Tuesday, January 30, 2007

The Invisibility Factor

I was catching up on blog reading and came across FemaleScienceProfessor's post about being an "invisible female scientist". I have run into this situation many times in my career. Just some examples:

At University 1 where my husband and I both had academic positions, we would routinely run into Professor A in the garage elevator. He would ALWAYS say hello to my husband, have a short chat and then exit the elevator with us. Yes, he knew me but clearly didn't feel it necessary to acknowledge my general presence in these situations. Other than being just plain rude, it showed his lack of respect for me as a faculty member.

At the Institution following this University, a promotional video was being produced and all faculty in the particular program to be discussed were asked to be available on a certain day for taping. There were 4 research faculty. Oh did I mention that no one bothered to tell me about it? In the end, I was asked to stand in when they interviewed my husband and they asked me a few questions. I couldn't gather enough energy to bother answering them in any interesting fashion because I was so pi#@ed off. I landed on the editing room floor.

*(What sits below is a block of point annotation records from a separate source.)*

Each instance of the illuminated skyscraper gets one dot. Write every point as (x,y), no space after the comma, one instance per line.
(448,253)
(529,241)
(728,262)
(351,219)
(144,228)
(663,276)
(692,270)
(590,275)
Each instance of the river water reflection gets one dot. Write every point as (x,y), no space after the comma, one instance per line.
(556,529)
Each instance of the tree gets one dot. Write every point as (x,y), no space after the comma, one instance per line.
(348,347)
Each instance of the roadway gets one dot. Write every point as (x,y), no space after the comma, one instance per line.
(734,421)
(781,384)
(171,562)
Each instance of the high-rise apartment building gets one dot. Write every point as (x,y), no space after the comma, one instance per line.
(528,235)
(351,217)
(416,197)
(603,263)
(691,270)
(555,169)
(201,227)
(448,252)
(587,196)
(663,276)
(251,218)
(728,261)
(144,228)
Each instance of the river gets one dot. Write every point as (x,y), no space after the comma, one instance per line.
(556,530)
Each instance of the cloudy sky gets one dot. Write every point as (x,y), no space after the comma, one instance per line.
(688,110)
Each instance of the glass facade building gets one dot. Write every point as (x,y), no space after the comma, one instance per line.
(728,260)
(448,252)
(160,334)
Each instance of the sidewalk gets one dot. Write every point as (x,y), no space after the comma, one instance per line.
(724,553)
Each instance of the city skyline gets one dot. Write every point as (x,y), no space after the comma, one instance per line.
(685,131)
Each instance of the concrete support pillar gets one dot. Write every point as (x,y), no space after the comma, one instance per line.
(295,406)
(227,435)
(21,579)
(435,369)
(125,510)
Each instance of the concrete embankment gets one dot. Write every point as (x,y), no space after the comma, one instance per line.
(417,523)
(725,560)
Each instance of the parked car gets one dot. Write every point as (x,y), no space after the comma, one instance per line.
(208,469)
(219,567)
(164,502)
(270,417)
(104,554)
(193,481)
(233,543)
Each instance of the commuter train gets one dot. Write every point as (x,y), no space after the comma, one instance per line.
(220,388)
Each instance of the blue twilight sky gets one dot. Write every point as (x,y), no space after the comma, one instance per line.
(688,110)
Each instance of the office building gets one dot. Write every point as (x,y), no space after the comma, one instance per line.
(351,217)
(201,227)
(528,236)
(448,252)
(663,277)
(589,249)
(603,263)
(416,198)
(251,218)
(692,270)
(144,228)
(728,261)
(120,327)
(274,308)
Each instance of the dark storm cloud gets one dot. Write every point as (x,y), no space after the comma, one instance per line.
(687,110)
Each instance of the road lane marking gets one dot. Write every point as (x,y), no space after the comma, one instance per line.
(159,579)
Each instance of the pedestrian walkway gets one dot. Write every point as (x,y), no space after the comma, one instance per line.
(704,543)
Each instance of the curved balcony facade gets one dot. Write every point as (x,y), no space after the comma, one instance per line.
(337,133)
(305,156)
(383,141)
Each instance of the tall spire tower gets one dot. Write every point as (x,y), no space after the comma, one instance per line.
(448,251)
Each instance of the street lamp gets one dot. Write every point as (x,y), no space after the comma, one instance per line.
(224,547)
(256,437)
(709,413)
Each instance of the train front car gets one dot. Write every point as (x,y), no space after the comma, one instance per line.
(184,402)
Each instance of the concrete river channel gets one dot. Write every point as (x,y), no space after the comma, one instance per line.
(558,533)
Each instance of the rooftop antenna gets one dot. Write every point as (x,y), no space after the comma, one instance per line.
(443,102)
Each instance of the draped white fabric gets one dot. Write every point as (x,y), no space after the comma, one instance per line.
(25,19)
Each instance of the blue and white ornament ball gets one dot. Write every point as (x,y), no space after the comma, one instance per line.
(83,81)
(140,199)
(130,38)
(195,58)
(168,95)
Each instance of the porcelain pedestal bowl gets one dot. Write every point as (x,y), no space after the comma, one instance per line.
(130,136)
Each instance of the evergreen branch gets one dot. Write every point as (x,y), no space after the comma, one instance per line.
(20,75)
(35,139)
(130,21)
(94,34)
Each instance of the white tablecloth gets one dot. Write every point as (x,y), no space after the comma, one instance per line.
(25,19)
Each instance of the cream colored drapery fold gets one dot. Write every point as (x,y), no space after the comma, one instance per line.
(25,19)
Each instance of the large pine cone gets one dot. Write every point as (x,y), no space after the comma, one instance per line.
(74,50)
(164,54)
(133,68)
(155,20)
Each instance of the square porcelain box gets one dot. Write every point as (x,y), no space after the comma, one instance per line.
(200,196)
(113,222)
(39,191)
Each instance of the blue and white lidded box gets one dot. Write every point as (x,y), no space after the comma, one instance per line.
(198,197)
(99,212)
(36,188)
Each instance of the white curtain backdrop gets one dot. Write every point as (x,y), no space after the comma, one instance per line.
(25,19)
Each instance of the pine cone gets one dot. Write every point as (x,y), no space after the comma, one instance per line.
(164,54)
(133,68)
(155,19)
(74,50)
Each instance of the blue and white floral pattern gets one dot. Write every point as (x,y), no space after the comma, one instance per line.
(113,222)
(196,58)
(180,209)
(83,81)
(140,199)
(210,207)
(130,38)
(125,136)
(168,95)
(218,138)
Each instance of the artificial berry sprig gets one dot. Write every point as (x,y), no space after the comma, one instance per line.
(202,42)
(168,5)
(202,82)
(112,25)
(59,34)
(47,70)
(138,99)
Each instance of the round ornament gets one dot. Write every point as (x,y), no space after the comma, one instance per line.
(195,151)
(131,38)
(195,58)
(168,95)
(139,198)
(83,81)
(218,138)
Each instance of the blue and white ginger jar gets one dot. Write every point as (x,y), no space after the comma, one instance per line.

At my current Institution, I'm sure that I have taken on a wispy, ethereal appearance because I can be walking past people that I have been introduced to several times and they pass as if they've never seen me before or actually DON'T see me! I'm the kind of person who will at least give a passing hello if I recognize someone. I can stop and see my reflection in the windows so I know that I exist. It fascinates me how often this happens. And this is probably one of the biggest issues I have with my current position. The issue of invisibility. I was prepared to give up some level of visibility by going part time, but I wasn't prepared for the lack of respect from my colleagues and almost complete invisibility to my Chairman and Institution.

I agree with Zuska though that not only to we as women have to speak up for ourselves but those male colleagues who are there in the moment these disrespectful interactions occur, also have to speak up. If they don't (and if we don't) then all of us remain part of the problem. (On a side note, the comments following Zuska's post are well worth the read. I laughed, I applauded, I got angry, and I asked myself why so many times I didn't speak up).

While I was writing this post, I remembered that when this used to happen to me in my younger days, I would make an effort to speak a bold "hello" or nod while vocalizing "Dr. X"'s name to those that liked to ignore my presence- just to force them to look up, maybe speak, and but mostly make them aware that they were lacking in social manners. I guess I've lost a bit of my edge with age but now that I've written this, I think I'm going to start up again.

2 comments:

jo(e) said...

I work on a science campus (although I myself am a literature professor, which adds another layer of invisibility), and this is the kind of thing we talk about at our women's caucus meetings. I agree with you that both female and male faculty need to work to change this.

Anonymous said...

Agreed..and we men in science need to speak up when we witness it.

BTW, I've really enjoyed your previous posts that chronicled of how you guys got where you are now. We are here because of my wife's career, so I am perhaps the unusual guy scientist who can empathize with your situation.

And, yes, Zuska rocks - I just met her in person a few weeks ago and she's just a great person.

Keep up the great writing and the comments will come.